Into the latter category falls a circa-1910 logging locomotive and a swamp buggy, both early means of getting around in Collier County’s cypress forests and wetlands. There’s also a World War II Sherman tank and Kokomis, a historic boat used to transport early guests to Naples’ unbridged Keewaydin or Key Island.
A recreated Seminole village is one highlight of the Collier County Museum — Photo courtesy of Chelle Koster Walton
In one restored home, circa 1940, resides the George G. Huntoon Gallery of marine, bird and other local wildlife taxidermy. A recreated Seminole war fort recalls one era of local history, while the Seminole village demonstrates the way much of the tribe lives today at their fishing camps.
The pleasant walk around the pines, palmettos and native plant gardens is an easy and level one, with picnic areas and benches for rest stops.
Inside the museum, visitors take a short but informative walk through Collier County’s eras of prehistory, Spanish conquerors, the Seminoles and Seminole Wars, logging, cattle ranching, early development and the building of Tamiami Trail, World War II, movie filming and modern-day tourism.
Realistic wax figures, historic artifacts and clothing, interpretive signage and videos all tell the story of Collier County’s ups and downs, losses and conquests.
This is the first of Collier County’s free historical museums to open; today there are four others in Naples, Marco Island, Everglades City and Immokalee.
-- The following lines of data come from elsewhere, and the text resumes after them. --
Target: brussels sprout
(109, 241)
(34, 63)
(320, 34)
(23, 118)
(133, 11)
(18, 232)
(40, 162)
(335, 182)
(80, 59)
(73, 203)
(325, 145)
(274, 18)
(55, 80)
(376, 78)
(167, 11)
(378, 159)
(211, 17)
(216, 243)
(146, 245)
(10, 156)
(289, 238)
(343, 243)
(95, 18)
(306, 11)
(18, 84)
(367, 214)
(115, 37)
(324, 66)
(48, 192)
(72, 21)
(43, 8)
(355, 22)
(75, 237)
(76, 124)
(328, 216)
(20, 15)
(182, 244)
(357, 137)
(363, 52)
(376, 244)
All host changing exhibits and other events.
Collier County Museum’s big annual event – the Old Florida Festival – takes place in 2015 on the weekend of March 7 and 8. “An Event 10,000 Years in the Making,” this festival brings the past alive with reenactors playing the parts of a Calusa Indian, Seminole family, Civil War solder, Cracker cattleman and Spanish conquistador.
In addition, a blacksmith, soap maker, telegraph operator, flint knapper, basket weaver and other crafts people give continuous demonstrations throughout the two days.
The festival features 1800s-style music and entertainment, cannon and musket firing, a Seminole War skirmish reenactment, handmade gifts and old-fashioned treats from the past, including candy and Southern barbecue.